Do the clothes suit you?
Do the clothes suit the occasion?
Do the clothes suit each other?


----------



## CPVS (Jul 17, 2005)

Only one middle name, which happens to be my father's first name.


----------



## Guessgirl96 (Dec 2, 2005)

I was born in Russia where your middle name is the posestive tense of your fathers name. I think this is called petronemic? Maybe I have the wrong word, not sure. I dropped it when I came to America cuase I didn't really like how it makes it look like I'm the property of my dad, so I have no middle name, just first and last.


----------



## crazyquik (Jun 8, 2005)

> quote:_Originally posted by Guessgirl96_
> 
> I was born in Russia where your middle name is the posestive tense of your fathers name. I think this is called petronemic? Maybe I have the wrong word, not sure. I dropped it when I came to America cuase I didn't really like how it makes it look like I'm the property of my dad, so I have no middle name, just first and last.


Wow I never knew that!


----------



## wby (Sep 10, 2003)

I have one middle name, as do most Southerners. However, it is very popular in the South, especially among the upper classes, to give children last names for first and/or middle names. I coach a youth lacrosse team in which almost all of the players come from the most affluent suburbs and neighborhoods. When looking down the roster, it is difficult to determine which side is for the first name and which is the last name. Also, some names just don't roll off the tongue as well as others, so you end up with a lot of nicknames like Mac and Bo or guys going by their initials. You also see girls with masculine sounding names like Blake, Ryan, Clarke, etc., and guys with names like Hillary and Leslie. 

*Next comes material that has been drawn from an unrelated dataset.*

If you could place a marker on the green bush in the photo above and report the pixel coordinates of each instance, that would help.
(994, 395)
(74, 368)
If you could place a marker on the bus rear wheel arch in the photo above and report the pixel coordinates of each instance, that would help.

Going to school up north, I ran into the multiple middle names. Like an earlier poster said, this was common among New Englanders. Finally, I recently did some legal work for a Mexican corporation. We had to double and triple check the documents to make sure we had correctly listed the principals' names, as the Mexican executives with which we worked commonly had five or six names.


----------



## Murrah (Mar 28, 2005)

We did that. My son's middle name is Jackson (after the great Confederate general), but we call him Jack.


----------



## AlanC (Oct 28, 2003)

I have one: Alan.


----------



## crazyquik (Jun 8, 2005)

> quote:_Originally posted by wby_
> 
> However, it is very popular in the South, especially among the upper classes, to give children last names for first and/or middle names.


I, from NC, have a last name as my middle name. I share it with my grandfather who got it from someplace else in the family. And back thru the ages it goes!


----------



## PartagasIV (Dec 13, 2005)

Only 1 middle name; however, I carry an 'IV' after my name also.


----------



## Fogey (Aug 27, 2005)

Three: My first middle name is fourth-generation on my father's side; my second middle name is after an ancestor, King Philip IV 'The Fair' of France; my third middle name is fifth-generation through my maternal grandfather. My forename is after my 6th great-grandfather in the male line. He lived in the 18th century, and our shared name is perhaps why I have such a fondness for that era. Our surname has only changed once in over half a millenium.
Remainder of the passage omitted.